Nocturno; mi soledad, la luna y las estrellas / Manuel Eliseo Cuéllar Román

Preparatoria 13, 2014 B

¿Sabes?, recuerdo que le gustaba mirar la luna. A mí me gustaba mirarla a ella mientras lo hacía y sentir como nos arropaba su luz pura en estos días fríos de noviembre cuando se la pasaba todo el tiempo escribiendo. Ella decía que la luna le hablaba, que cada noche le brindaba la habilidad de entender lo que la luna, junto con el cielo obscuro y estrellado, le pedían plasmar en un lienzo que a mí me correspondía leer para ella cada semana. Siempre caminábamos por el parque a la luz de las farolas que iluminaban su sendero favorito que ambos ya sabíamos de memoria.
     A ella le fascinaban los gatos, su pelaje, sus maullidos y la vibración que les provocaba la acción de ronronear. Por mi parte, siempre los detesté, pero a ella le hacían ver muy feliz.
     Aunque a veces le era muy difícil, ¡era muy buena pianista! Una que casi nunca me abrazaba o me decía “te quiero”. Algunas veces lloraba, pero al sentir mi presencia comenzaba tocar, entonces las caricias, el cariño y el amor que no me demostraba me iba llegando con cada nota que emanaba mi triste y viejo piano. Su amor lo transmitía así, aunque ese tipos de momentos no duraban, eran efímeros, como lo era su sonrisa, como lo es la vida, como lo es la muerte.
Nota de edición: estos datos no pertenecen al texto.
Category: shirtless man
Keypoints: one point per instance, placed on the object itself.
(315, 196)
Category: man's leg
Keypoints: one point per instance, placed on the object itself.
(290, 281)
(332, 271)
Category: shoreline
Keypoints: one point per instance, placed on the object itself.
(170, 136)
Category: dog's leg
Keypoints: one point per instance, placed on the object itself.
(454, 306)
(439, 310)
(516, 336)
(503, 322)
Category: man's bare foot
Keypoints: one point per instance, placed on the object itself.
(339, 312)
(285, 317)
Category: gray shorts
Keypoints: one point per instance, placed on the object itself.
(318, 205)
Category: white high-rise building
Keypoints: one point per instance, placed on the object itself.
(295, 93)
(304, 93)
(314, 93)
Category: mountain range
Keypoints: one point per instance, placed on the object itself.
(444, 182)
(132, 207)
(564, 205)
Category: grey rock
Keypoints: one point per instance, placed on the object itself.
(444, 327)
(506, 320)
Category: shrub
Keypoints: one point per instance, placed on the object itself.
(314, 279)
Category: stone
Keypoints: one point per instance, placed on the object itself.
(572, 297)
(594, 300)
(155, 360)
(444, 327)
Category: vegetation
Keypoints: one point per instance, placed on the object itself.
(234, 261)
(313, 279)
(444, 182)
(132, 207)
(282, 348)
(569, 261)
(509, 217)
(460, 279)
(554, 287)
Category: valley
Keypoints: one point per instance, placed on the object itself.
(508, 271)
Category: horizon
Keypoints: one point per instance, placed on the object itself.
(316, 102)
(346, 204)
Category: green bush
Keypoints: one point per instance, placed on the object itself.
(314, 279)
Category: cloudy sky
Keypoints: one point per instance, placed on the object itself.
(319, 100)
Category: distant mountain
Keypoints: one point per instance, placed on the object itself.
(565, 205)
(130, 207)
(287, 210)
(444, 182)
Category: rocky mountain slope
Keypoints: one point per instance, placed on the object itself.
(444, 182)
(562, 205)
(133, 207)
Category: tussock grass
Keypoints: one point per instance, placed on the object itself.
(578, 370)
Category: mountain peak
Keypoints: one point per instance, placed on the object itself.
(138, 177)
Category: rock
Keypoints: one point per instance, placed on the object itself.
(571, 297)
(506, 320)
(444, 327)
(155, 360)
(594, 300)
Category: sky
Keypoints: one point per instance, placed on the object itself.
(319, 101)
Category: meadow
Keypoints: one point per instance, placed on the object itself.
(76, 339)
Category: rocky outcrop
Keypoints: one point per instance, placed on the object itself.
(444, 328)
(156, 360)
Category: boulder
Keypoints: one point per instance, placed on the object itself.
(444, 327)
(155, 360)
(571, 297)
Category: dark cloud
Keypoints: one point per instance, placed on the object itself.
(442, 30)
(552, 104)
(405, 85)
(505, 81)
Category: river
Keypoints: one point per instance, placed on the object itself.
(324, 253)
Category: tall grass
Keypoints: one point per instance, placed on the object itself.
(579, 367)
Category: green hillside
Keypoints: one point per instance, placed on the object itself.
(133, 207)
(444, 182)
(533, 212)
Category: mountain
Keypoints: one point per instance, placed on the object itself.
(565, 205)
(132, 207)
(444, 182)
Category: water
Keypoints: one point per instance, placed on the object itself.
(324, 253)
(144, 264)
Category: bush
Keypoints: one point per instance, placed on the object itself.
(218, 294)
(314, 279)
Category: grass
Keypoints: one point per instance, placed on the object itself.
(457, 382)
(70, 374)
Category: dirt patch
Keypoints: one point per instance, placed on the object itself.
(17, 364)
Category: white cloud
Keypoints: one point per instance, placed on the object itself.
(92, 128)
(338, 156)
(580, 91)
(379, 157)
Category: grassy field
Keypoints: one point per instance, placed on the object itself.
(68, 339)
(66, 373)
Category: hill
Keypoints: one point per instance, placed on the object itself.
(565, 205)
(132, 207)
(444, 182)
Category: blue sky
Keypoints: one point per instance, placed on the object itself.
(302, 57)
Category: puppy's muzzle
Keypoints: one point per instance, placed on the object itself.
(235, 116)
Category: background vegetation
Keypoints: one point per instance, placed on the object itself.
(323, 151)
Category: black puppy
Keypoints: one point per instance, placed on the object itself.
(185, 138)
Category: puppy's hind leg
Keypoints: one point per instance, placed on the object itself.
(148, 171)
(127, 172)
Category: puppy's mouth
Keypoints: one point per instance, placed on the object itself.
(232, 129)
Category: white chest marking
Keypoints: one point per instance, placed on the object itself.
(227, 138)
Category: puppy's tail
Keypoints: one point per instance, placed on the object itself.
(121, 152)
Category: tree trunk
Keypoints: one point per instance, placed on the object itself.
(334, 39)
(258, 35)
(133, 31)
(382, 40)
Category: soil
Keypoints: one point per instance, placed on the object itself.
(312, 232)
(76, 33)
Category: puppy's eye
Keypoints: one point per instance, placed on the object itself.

No me arrepiento de haberla conocido, haber podido besar su boca, abrazarla y sentir que sus hermosos ojos grises miraran los míos.
     Todos en alguna ocasión vamos a cerrar los ojos por última vez, ella lo hizo. Cada noche miro la luna con la esperanza de que me hable de ella y que me diga como está, pero aún no lo he conseguido. Ahora en mi casa abundan los gatos. Desde que ya no está conmigo, las noches son más frías y estos no dejan de maullar cuando el día se comienza a oscurecer. El sonido de los felinos la trae directamente a mi memoria.
     La amaba, aunque era muy extraña: nunca me pudo ver, pero conocía perfectamente el sonido ronco de mi voz. Disfrutaba en la noche mirar el brillo de sus ojos que jamás conocieron la luna o las estrellas, pero a ella, a mi queridísima Soledad, le encantaba escucharla y escribirla. Yo sentía que la luna gris y redonda como un ojo, como uno de los suyos, podía verme. Ahora, cada noche de insomnio, salgo al parque y miro la luna con el deseo de que llegue el fin. Mi fin.
     Morir no es que tu corazón deje de latir, no es dejar de respirar; cuando mueres, es porque fuiste borrado y olvidado de este mundo, el mundo de los vivos. En nuestro caso siempre hubo un testigo, uno que no nos olvidará jamás, porque noche con noche estábamos con ella y ella con nosotros, por eso, cuando llegue mi fin, la luna se encargará de que Soledad y yo vivamos en ella eternamente.